A Village School
Russian Life|March/April 2020
Paganism is alive and well here in the Mari El Republic.
Oleg Ponomarev
A Village School

Every year, beginning in October, all across the republic’s boundless expanses, vehicles thread their way to the sacred groves that serve as the Mari people’s temples for their annual ritual. No village is without a grove, and they all have a priest, a kart in the language of the Mari. Preservers of time-honored traditions and held in the highest regard by their fellow villagers, these priests preside over the autumn observances, reciting the ancient prayers and tending to the smoking bonfires to which believers stream to sacrifice geese, rams, or bullocks to their gods.

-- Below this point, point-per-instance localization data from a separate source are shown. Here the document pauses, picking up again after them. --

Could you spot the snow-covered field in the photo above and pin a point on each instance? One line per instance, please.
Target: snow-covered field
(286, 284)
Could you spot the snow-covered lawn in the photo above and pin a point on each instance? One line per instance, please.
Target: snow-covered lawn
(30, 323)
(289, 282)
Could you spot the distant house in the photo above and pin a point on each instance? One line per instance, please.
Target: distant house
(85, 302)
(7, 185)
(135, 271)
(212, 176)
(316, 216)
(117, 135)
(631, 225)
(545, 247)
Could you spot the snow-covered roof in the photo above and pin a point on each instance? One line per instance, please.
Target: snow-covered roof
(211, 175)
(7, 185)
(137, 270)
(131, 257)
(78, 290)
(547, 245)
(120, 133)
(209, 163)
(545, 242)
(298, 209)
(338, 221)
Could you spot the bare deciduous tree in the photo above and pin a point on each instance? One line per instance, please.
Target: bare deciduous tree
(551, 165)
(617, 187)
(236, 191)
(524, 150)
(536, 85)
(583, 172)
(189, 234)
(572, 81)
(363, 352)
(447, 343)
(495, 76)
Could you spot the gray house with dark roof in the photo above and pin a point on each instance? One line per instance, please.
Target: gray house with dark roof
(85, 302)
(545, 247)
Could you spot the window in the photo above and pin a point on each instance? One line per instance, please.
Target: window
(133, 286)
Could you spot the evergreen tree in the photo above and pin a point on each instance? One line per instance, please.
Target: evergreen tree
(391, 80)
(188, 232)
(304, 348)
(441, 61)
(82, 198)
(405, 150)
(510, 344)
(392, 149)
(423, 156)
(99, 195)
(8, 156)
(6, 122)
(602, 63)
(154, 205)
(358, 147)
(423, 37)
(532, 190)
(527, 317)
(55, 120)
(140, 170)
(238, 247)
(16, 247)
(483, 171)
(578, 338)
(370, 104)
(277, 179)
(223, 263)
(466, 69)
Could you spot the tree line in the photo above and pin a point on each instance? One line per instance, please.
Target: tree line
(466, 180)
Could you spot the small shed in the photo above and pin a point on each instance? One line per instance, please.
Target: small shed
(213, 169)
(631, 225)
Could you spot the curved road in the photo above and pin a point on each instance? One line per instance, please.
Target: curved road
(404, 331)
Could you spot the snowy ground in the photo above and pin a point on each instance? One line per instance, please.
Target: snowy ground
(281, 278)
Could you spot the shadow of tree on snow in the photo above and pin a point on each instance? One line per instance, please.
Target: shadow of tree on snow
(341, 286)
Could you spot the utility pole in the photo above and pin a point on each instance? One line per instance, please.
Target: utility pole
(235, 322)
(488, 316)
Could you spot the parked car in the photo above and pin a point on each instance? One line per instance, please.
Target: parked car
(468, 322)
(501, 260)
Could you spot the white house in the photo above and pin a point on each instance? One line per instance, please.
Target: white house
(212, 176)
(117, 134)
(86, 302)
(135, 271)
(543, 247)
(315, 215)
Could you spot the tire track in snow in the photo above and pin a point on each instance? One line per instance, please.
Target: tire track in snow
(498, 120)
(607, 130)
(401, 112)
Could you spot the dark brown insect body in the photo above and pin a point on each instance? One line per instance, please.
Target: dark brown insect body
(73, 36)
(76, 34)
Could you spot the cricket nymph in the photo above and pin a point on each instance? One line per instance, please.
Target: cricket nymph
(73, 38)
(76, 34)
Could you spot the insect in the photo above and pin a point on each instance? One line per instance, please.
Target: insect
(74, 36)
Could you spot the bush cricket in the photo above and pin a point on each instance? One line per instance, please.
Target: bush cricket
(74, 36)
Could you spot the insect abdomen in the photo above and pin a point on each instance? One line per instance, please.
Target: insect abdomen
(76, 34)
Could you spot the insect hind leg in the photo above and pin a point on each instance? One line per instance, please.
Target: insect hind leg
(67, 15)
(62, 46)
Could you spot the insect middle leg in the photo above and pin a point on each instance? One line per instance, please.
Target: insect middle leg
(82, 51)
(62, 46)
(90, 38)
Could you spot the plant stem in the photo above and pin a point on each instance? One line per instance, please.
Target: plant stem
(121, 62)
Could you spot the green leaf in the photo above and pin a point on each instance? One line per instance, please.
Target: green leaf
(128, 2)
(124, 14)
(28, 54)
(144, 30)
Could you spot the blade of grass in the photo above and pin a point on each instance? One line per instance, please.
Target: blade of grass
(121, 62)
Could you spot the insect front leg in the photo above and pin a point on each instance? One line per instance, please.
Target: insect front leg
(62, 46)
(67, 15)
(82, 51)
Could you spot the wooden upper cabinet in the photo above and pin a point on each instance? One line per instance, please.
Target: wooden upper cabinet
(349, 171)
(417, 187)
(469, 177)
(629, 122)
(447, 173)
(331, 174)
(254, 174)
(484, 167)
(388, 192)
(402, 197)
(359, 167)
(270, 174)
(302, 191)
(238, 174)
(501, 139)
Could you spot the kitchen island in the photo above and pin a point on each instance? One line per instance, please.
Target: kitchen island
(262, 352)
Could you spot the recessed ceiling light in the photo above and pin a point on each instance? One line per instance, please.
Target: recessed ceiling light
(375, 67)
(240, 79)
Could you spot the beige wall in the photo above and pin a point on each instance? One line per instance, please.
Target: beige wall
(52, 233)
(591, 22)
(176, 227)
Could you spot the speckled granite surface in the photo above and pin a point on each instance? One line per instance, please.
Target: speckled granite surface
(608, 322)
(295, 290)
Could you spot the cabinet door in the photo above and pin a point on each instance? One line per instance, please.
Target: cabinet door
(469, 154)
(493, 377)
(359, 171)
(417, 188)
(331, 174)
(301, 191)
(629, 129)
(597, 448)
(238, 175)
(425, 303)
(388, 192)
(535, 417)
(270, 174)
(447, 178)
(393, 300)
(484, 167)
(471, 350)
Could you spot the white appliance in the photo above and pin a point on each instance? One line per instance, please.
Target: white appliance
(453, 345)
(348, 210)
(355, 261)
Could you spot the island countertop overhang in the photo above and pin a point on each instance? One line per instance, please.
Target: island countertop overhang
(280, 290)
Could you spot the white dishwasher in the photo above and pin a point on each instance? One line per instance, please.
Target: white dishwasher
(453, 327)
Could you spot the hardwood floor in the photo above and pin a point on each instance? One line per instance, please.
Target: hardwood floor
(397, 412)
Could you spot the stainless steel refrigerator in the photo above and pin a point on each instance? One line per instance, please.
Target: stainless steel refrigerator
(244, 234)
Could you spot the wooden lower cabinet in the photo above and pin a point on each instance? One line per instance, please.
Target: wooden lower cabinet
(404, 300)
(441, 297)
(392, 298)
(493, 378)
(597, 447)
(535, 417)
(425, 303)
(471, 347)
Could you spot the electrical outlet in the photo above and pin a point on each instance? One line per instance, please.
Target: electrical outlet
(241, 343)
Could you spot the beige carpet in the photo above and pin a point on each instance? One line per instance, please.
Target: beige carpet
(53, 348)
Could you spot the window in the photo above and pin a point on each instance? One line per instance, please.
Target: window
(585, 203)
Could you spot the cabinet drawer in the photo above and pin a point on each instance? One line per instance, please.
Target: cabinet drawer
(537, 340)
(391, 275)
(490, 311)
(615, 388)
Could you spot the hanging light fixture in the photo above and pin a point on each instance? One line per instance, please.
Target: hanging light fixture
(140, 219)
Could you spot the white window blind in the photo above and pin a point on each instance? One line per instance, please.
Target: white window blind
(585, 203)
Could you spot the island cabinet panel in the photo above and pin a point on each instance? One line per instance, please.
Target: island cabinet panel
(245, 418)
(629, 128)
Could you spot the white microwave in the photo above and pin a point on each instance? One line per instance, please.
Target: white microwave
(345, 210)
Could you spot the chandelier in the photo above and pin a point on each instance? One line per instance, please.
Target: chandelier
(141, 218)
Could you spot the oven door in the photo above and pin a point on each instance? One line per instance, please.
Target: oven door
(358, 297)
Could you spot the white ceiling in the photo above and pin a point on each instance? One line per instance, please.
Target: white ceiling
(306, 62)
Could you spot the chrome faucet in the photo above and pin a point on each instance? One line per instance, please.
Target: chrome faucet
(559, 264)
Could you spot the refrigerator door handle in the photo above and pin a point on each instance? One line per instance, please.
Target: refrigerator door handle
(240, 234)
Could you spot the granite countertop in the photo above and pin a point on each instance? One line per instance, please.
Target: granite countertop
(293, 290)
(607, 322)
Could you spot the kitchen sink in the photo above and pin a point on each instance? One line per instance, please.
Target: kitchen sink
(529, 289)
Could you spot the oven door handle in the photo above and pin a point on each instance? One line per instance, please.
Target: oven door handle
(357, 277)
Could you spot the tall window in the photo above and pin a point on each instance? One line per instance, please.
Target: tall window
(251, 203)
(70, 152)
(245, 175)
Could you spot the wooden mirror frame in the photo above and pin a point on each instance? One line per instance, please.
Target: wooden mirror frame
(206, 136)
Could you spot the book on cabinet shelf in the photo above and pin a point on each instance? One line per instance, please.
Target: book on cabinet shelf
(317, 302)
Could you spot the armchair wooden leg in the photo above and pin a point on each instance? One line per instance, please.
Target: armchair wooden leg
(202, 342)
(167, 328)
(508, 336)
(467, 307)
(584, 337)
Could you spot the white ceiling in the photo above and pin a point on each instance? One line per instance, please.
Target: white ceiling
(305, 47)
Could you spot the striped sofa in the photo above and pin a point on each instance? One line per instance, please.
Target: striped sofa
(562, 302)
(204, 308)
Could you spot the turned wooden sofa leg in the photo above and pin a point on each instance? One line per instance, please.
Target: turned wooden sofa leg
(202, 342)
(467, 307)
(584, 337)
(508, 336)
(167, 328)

I’m learning what I need to know from Grigory Serafimovich Ivanov, a local kart. No animal, he tells me, can be slaughtered until the gods give the sign that they are prepared to accept the sacrifice. The kart pours water over a goose, dousing its neck and back, and if the goose stretches to its full height and spreads its wings, that means the gods are ready. The ceremonies usually last from early morning until five or six in the evening (often with an audience of mesmerized children perched on logs).

Grigory then switches the conversation to his family, his home village of Sardayal, and the school of which he is a proud alumnus. Hearing that all this is news to me, he invites me to spend the night with him, so he can take me there the next day. Sardayal sits at the very edge of the republic, he tells me, has been pagan from time immemorial, and has a school that’s over 120 years old.